Not only does each entrance have a 1:1 relationship with an exit, they all loop as soon as they find their exit. We can tell because the timestamps for each exit are multiples of the first exit time (e.g. if a path exits at t=5, we’ll also see exits at t=10, t=15, etc).

So, this gives us a ton more info about how to solve the problem. We know we only need to find the first exit (same as part 1) and we need to know when all of these cycles sync up.

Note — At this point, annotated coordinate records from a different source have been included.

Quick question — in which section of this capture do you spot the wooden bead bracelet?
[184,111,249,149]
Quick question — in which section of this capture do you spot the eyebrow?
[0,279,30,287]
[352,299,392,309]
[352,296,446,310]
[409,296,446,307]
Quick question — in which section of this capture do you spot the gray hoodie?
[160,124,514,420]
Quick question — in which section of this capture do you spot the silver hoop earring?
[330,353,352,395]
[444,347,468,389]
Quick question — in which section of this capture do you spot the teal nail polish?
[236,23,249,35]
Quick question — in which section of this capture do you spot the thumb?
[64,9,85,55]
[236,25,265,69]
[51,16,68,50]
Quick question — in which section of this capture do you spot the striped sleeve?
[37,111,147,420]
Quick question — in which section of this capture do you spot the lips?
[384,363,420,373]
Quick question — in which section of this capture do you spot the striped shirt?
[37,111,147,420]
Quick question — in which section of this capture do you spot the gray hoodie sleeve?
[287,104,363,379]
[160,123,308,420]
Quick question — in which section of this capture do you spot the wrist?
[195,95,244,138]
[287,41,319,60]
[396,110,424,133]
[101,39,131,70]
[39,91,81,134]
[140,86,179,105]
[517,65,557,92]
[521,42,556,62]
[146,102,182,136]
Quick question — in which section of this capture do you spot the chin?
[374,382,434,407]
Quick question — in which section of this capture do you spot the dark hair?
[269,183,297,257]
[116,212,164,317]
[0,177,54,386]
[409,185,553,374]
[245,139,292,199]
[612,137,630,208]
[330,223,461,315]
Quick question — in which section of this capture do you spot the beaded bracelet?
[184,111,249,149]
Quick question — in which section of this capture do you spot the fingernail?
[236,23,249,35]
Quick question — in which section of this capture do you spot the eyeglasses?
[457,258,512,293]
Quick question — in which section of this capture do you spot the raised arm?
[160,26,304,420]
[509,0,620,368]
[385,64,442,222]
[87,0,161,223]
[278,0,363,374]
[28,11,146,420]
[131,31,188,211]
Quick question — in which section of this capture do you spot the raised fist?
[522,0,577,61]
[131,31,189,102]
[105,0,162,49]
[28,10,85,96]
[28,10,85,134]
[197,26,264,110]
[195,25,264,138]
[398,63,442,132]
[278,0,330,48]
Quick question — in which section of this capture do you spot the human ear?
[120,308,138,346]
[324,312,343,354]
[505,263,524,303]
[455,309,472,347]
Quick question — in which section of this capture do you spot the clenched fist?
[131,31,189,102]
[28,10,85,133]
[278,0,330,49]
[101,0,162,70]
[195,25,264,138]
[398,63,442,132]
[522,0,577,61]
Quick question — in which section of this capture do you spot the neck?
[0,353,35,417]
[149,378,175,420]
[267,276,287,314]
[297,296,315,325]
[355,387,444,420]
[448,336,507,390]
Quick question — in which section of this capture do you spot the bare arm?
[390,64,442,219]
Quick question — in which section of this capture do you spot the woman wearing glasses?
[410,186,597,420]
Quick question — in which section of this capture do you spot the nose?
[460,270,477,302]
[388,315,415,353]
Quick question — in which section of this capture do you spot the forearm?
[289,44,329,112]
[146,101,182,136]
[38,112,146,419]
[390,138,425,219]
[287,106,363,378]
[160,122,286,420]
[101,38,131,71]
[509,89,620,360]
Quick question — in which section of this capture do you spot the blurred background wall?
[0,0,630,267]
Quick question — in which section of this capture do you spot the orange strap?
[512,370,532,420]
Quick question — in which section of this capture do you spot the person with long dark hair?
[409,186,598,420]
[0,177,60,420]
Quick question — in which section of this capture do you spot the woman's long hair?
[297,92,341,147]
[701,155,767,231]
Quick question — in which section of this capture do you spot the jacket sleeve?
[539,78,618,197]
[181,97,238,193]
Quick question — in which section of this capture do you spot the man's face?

Sounds like a job for math.lcm (docs).

We’re most of the way there already, but we can now clean our code up:

...
class Solution(TextSolution):
...
def _solve(self, current: str) -> int:
instructions, nodes = self._parse_input()
for idx, ins in enumerate(instructions):
if current[-1] == "Z":
return idx
current = nodes[current][ins]
def part_1(self) -> int:
return self._solve("AAA")
def part_2(self) -> int:
_, nodes = self._parse_input()
starts = [k for k in nodes.keys() if k[-1] == "A"]
return math.lcm(*[self._solve(s) for s in starts])

My answer of more than 1 trillion makes me real glad I didn’t try running my laptop until I eventually found the answer.